Aegean Cyclades complex
Im Westen der Hochebene befindet sich ein Graben mit 300 Meter Tiefe, welcher die östlichen von den westlichen Kykladen Inseln trennt. Beginnend im Norden von Kea bis nach Folegandros und Sikinos. Diese Kykladen sind die Fortsetzung der im südlichen Teil, der Halbinsel Attika, dort wird das Meer tiefer liegt und die Inseln der südlichen Kykladen, Milos und Santorini trennt. Es wird davon ausgegangen, dass dies aufgrund der intensiven vulkanischen Aktivität herrührt, welche beide Inseln seit der Antike kennzeichnet.

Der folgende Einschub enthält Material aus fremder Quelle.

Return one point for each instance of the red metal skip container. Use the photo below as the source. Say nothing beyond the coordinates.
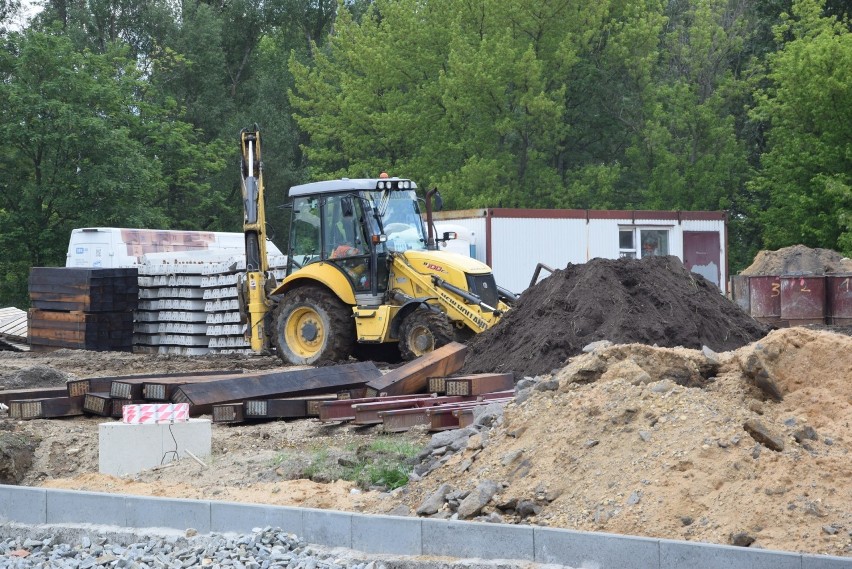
(765, 298)
(803, 299)
(839, 299)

Westlich der westlichen Kykladen - von Kythnos, Serifos und Sifnos gesehen - erstreckt sich das Myrtoo Meer. Unter der Meeresoberfläche öffnet sich eine Mulde von 933 Metern Tiefe und reicht bis zu der Insel Falkonera im Süden. Östlich von den Kykladen, am Unterwasser Plateau, öffnet sich ein "Höhle" mit 1.000 Metern Tiefe. Aus dem Unterwasser Plateau haben sich die Inseln Ikaria, Samos und Kos gebildet. Südlich von Kos, sind die anderen Inseln bei Rhodos aus Tiefen von mehr als 500 Meter voneinander getrennt. Sowohl auf Milos als auch auf Santorini und in einigen nördlichen Inseln der Dodekanes, gab eine Zeit von intensiven geologischen Veränderungen und vulkanischer Aktivität. Der Krater an der Spitze der Insel Nisyros erinnert uns noch heute daran.

Crete

Südlich von den beiden Hochebenen der Kykladen, dem Ikaria - Samos - Kos Dreieck, liegt das große Becken der südlichen Ägäis. Die Tiefe dieses Beckens übersteigt 1.000 Meter. Und an manchen Stellen sogar mehr als 3.000 Meter.

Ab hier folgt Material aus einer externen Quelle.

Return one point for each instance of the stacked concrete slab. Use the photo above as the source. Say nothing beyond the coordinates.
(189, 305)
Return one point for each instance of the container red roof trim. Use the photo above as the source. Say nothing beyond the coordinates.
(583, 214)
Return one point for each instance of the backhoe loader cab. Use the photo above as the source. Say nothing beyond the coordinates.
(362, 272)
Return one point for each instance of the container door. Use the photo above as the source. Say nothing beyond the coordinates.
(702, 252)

Westen der Insel Karpathos, 32 Meilen vom Kap Sidero entfernt, auf Kreta, existiert die Bodenwelle von Karpathos mit 3.294 Metern Tiefe. Etwas weiter im Osten, erreicht eine andere Mulde eine Tiefe von 3.298 Metern. Aber die größte Tiefe der Region, welche zugleich die größte in der Ägäis ist, liegt östlich von Rhodos. 14 Meilen östlich von Cape Lardos hat die Bodenwelle von Rhodos eine Tiefe von 4.043 Metern.